Amazon Slams Alexandria Ocasio-Cortez's 'Starvation Wages' Accusation As 'Absurd'

But the New York congresswoman stands by her criticism, pointing out the tech giant's history of not paying employees a "living wage."

After Rep. Alexandria Ocasio-Cortez (D-N.Y.) accused Amazon of paying its employees “starvation wages” while its CEO Jeff Bezos enjoys the billionaire life, the tech giant pushed back, calling the congresswoman’s remarks “absurd” and “just wrong.”

Speaking with ABC News’ “This Week” on Sunday, Ocasio-Cortez suggested Amazon was not fairly compensating its employees while Bezos, who has a net worth of roughly $118 billion, continues to fatten his coffers.

The freshman congresswoman clarified that she doesn’t care if Bezos is a billionaire as long as Amazon pays its workers a “living wage” and provides them with adequate benefits. But, she said, if Bezos’ wealth is “predicated on paying people starvation wages and stripping them of the ability to access health care,” then that’s a major problem.

Amazon hit back on Monday, saying in a tweet that it was “a leader on pay at $15 min wage + full benefits from day one.”

Jay Carney, Amazon’s senior vice president of global corporate affairs, accused Ocasio-Cortez of “making stuff up about Amazon.” The company told CNN in a statement that the congresswoman’s allegations were “absurd.”

But Ocasio-Cortez, a frequent critic of Amazon, had a rebuttal of her own.

She took issue with the company’s use of the term “from day one,” sharing a link on Twitter on Monday night to a Daily Beast story from September about Amazon employees living “paycheck to paycheck” and some relying on public assistance programs to make ends meet.

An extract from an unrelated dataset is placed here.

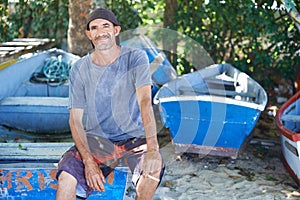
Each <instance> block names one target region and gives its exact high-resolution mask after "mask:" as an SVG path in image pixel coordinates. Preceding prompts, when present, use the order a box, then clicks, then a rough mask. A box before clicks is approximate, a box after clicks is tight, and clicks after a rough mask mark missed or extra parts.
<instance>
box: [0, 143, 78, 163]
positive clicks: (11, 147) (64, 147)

“If a person is working 40h/week & is paid so little that they need gov help to make ends meet, it’s not the person that’s a weight on our system ― it’s the company,” Ocasio-Cortez said.

Amazon raised its minimum wage to $15 per hour last year after facing public pressure to do so. The company said at the time that its public policy team would also begin lobbying for an increase in the federal minimum wage.

“We listened to our critics, thought hard about what we wanted to do, and decided we want to lead,” Bezos said in a statement of the wage increase. “We’re excited about this change and encourage our competitors and other large employers to join us.”